2. Is proof of voting along racial lines overcome by evidence of partisan affiliation of black or Hispanic voters in analyzing a claim that minority votes have been diluted under the Voting Rights Act?
05-254, Travis County v. Perry:
Sole question: Does Texas’ 2003 congressional redistricting plan, replacing a valid court-ordered plan, satisfy one-person, one-vote principles, when the redisricting was done to gain partisan advantage and used 2000 Census data?
05-276, Jackson v. Perry:
1. Is it unconstitutional, under equal protection and the First Amendment, for a state to redraw lawful districting plans in the middle of the decade, for the sole purpose of partisan gain?
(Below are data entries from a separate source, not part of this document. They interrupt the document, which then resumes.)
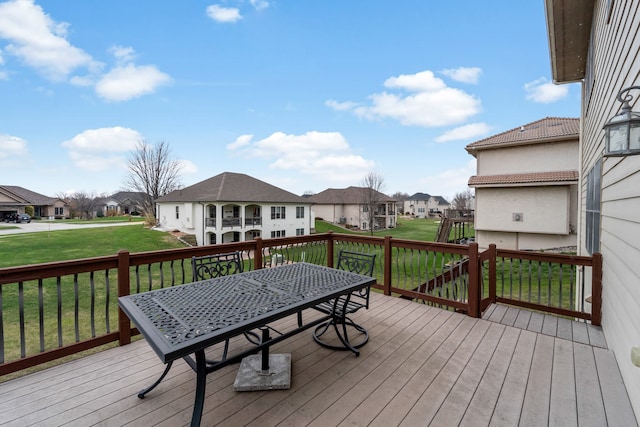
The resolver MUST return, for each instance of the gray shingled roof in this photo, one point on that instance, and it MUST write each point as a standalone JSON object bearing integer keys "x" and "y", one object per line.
{"x": 524, "y": 178}
{"x": 420, "y": 196}
{"x": 345, "y": 196}
{"x": 29, "y": 196}
{"x": 232, "y": 187}
{"x": 547, "y": 129}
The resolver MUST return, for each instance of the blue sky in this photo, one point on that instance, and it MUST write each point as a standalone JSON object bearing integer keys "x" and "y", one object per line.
{"x": 306, "y": 95}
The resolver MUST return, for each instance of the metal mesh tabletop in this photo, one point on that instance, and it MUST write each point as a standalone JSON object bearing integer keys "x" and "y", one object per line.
{"x": 182, "y": 314}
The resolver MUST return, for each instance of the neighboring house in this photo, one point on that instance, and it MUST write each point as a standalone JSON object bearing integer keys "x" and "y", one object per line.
{"x": 233, "y": 207}
{"x": 423, "y": 205}
{"x": 596, "y": 43}
{"x": 526, "y": 187}
{"x": 348, "y": 206}
{"x": 14, "y": 199}
{"x": 122, "y": 203}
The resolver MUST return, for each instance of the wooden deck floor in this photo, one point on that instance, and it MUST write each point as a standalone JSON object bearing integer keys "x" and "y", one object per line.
{"x": 422, "y": 366}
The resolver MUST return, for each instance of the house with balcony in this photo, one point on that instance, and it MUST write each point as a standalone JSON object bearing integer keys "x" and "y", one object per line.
{"x": 596, "y": 43}
{"x": 234, "y": 207}
{"x": 423, "y": 205}
{"x": 526, "y": 186}
{"x": 351, "y": 207}
{"x": 14, "y": 199}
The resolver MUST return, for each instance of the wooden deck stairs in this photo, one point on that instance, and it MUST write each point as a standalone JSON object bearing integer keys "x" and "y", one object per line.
{"x": 444, "y": 230}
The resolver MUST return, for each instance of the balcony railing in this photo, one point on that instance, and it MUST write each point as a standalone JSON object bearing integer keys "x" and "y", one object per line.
{"x": 52, "y": 310}
{"x": 253, "y": 221}
{"x": 230, "y": 222}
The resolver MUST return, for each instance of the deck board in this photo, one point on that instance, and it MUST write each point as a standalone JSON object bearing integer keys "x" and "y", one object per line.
{"x": 422, "y": 366}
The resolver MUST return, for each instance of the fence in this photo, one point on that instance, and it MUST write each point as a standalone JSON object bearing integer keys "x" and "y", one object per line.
{"x": 53, "y": 310}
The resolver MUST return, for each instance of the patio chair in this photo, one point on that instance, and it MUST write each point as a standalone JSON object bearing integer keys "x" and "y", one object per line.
{"x": 212, "y": 266}
{"x": 354, "y": 262}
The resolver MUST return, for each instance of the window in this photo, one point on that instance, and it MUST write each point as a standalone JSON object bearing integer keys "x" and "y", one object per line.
{"x": 278, "y": 233}
{"x": 277, "y": 212}
{"x": 592, "y": 232}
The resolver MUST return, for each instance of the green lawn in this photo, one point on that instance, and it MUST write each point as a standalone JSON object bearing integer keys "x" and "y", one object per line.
{"x": 48, "y": 246}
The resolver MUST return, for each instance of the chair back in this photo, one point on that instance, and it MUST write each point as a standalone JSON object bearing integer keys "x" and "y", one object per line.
{"x": 361, "y": 263}
{"x": 356, "y": 262}
{"x": 211, "y": 266}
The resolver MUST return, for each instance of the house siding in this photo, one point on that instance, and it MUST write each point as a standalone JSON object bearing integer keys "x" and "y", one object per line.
{"x": 616, "y": 65}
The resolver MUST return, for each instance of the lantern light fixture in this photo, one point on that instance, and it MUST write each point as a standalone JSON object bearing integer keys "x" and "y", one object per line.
{"x": 622, "y": 131}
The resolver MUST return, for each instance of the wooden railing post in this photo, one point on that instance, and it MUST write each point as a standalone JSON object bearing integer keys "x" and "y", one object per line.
{"x": 257, "y": 254}
{"x": 330, "y": 250}
{"x": 124, "y": 324}
{"x": 596, "y": 290}
{"x": 386, "y": 277}
{"x": 475, "y": 289}
{"x": 492, "y": 273}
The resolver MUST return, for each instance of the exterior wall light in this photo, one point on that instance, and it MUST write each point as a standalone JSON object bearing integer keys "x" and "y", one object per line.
{"x": 622, "y": 131}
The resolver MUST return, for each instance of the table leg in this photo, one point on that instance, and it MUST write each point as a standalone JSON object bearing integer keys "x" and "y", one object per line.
{"x": 144, "y": 392}
{"x": 201, "y": 385}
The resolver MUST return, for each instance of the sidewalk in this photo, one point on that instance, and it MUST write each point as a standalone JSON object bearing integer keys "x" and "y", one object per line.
{"x": 37, "y": 226}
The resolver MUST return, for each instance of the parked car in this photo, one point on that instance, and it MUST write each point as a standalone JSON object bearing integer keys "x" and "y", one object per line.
{"x": 17, "y": 218}
{"x": 23, "y": 218}
{"x": 11, "y": 217}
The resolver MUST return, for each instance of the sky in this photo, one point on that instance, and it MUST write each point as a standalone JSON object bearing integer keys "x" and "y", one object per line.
{"x": 305, "y": 95}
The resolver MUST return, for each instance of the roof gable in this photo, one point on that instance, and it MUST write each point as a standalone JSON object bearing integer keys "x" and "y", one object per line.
{"x": 232, "y": 187}
{"x": 22, "y": 195}
{"x": 545, "y": 130}
{"x": 346, "y": 196}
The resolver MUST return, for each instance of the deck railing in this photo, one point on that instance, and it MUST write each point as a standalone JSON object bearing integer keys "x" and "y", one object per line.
{"x": 53, "y": 310}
2. Does the Voting Rights Act’s Section 2 allow a state to destroy a district that black voters effectively controlled, merely because it is impossible to draw a district in which blacks have an absolute population majority?
3. Under redistricting principles, according to Bush v. Vera (1996), is it unconstitutional to create a bizarre-shaped congressional district with the aim of linking two Latino-majority districts separated by a 300-mile “land bridge,” simply to avoid a racial gerrymander claim, when the new district was crafted in order to promote the goal of maximizing partisan advantage?
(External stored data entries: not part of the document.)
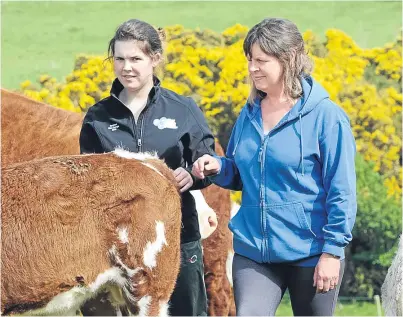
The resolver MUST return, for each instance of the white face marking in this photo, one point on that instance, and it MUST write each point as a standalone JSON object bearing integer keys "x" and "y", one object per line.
{"x": 228, "y": 266}
{"x": 153, "y": 248}
{"x": 113, "y": 275}
{"x": 113, "y": 251}
{"x": 164, "y": 306}
{"x": 123, "y": 235}
{"x": 153, "y": 168}
{"x": 234, "y": 209}
{"x": 144, "y": 304}
{"x": 138, "y": 156}
{"x": 204, "y": 212}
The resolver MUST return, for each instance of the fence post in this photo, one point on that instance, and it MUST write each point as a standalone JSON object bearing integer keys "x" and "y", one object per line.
{"x": 378, "y": 305}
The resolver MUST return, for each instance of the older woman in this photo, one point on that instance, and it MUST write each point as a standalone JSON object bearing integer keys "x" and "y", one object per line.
{"x": 291, "y": 153}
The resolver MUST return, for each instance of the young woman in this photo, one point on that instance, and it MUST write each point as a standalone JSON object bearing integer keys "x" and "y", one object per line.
{"x": 142, "y": 116}
{"x": 291, "y": 153}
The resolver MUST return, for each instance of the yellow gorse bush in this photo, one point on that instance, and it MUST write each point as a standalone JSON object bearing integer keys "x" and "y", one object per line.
{"x": 211, "y": 68}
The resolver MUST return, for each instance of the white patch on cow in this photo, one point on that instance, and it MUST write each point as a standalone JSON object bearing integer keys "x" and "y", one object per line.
{"x": 153, "y": 248}
{"x": 204, "y": 211}
{"x": 164, "y": 307}
{"x": 228, "y": 266}
{"x": 144, "y": 305}
{"x": 153, "y": 168}
{"x": 123, "y": 235}
{"x": 234, "y": 209}
{"x": 69, "y": 302}
{"x": 112, "y": 275}
{"x": 138, "y": 156}
{"x": 118, "y": 312}
{"x": 114, "y": 252}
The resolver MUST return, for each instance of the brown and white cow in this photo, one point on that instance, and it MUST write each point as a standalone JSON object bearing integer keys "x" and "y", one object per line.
{"x": 218, "y": 253}
{"x": 32, "y": 129}
{"x": 74, "y": 226}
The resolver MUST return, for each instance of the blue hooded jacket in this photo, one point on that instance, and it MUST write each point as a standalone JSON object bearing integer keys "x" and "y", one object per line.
{"x": 298, "y": 181}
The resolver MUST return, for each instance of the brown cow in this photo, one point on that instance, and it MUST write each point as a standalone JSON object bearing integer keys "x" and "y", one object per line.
{"x": 217, "y": 253}
{"x": 73, "y": 226}
{"x": 31, "y": 129}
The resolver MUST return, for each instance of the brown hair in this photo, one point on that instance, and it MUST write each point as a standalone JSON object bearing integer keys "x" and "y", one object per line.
{"x": 136, "y": 30}
{"x": 281, "y": 38}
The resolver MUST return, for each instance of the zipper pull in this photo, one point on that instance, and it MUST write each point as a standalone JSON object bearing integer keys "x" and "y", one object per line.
{"x": 260, "y": 155}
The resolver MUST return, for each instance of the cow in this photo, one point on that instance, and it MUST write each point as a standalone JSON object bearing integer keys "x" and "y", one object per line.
{"x": 218, "y": 253}
{"x": 31, "y": 129}
{"x": 73, "y": 226}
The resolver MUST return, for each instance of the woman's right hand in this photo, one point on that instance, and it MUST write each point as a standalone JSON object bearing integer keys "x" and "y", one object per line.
{"x": 205, "y": 166}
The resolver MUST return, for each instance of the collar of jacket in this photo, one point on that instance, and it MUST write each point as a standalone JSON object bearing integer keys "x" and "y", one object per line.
{"x": 117, "y": 87}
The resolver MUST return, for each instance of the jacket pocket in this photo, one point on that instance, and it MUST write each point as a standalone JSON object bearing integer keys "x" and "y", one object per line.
{"x": 289, "y": 234}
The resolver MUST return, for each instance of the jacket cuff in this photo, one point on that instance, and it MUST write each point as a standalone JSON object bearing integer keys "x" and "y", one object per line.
{"x": 214, "y": 176}
{"x": 332, "y": 248}
{"x": 197, "y": 183}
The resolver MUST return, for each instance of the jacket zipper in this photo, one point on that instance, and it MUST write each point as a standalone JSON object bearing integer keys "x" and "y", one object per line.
{"x": 133, "y": 122}
{"x": 265, "y": 246}
{"x": 141, "y": 125}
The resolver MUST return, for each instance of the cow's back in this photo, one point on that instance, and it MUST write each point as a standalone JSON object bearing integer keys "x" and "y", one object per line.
{"x": 31, "y": 129}
{"x": 62, "y": 216}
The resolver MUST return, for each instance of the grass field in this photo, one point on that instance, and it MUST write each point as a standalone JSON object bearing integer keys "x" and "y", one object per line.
{"x": 345, "y": 309}
{"x": 44, "y": 37}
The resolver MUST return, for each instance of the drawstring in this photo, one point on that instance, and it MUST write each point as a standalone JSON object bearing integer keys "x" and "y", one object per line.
{"x": 302, "y": 145}
{"x": 239, "y": 137}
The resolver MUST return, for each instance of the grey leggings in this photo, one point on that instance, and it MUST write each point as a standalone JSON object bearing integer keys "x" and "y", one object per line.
{"x": 259, "y": 289}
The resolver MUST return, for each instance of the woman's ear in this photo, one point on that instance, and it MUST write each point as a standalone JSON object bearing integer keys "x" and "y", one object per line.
{"x": 156, "y": 59}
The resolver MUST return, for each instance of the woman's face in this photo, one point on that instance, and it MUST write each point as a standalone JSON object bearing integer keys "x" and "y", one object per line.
{"x": 265, "y": 70}
{"x": 132, "y": 66}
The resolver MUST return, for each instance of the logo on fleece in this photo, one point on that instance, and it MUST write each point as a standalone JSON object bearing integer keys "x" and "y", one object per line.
{"x": 165, "y": 123}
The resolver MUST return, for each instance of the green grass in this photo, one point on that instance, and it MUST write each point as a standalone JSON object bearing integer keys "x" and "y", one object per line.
{"x": 44, "y": 37}
{"x": 342, "y": 309}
05-439, G.I. Forum of Texas v. Perry:
1. Is political partisanship a sufficient justification, under Section 2 of the Voting Rights Act of the Constitution, for dismantling a Latino-majority congressional district so as to elect a preferred Anglo candidate?
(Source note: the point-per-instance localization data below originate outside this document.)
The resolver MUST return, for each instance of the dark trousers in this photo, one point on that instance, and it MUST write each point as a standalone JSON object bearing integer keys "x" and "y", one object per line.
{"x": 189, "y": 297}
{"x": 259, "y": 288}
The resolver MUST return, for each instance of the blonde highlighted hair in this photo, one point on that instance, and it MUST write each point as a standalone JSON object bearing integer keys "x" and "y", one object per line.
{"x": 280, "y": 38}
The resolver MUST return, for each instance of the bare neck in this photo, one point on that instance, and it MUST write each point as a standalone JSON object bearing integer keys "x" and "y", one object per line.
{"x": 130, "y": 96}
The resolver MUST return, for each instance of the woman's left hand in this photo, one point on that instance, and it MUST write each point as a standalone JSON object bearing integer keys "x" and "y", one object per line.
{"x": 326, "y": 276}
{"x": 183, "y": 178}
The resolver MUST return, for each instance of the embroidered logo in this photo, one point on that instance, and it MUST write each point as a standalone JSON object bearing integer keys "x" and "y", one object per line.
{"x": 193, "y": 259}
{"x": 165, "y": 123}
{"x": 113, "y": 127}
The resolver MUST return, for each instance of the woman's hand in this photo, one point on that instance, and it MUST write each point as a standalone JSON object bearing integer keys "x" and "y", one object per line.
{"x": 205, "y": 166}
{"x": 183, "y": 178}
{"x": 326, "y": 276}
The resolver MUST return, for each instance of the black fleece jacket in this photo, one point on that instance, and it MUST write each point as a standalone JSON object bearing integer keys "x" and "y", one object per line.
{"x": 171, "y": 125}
2. Does Section 2 permit a state to eliminate a district with a black or Hispanic majority in one area of the state and create another such district elsewhere in the state?
3. Did the District Court here err by requiring that districts, to satisfy Section 2, must be more compact and offer more chances for minority-preferred candidates to win than would be the case under the challenged plan?
4. Does the number of districts that can be created with a majority of black or Hispanic voters set a ceiling on the total number that may be drawn in order to be proportional under Johnson v. DeGrandy?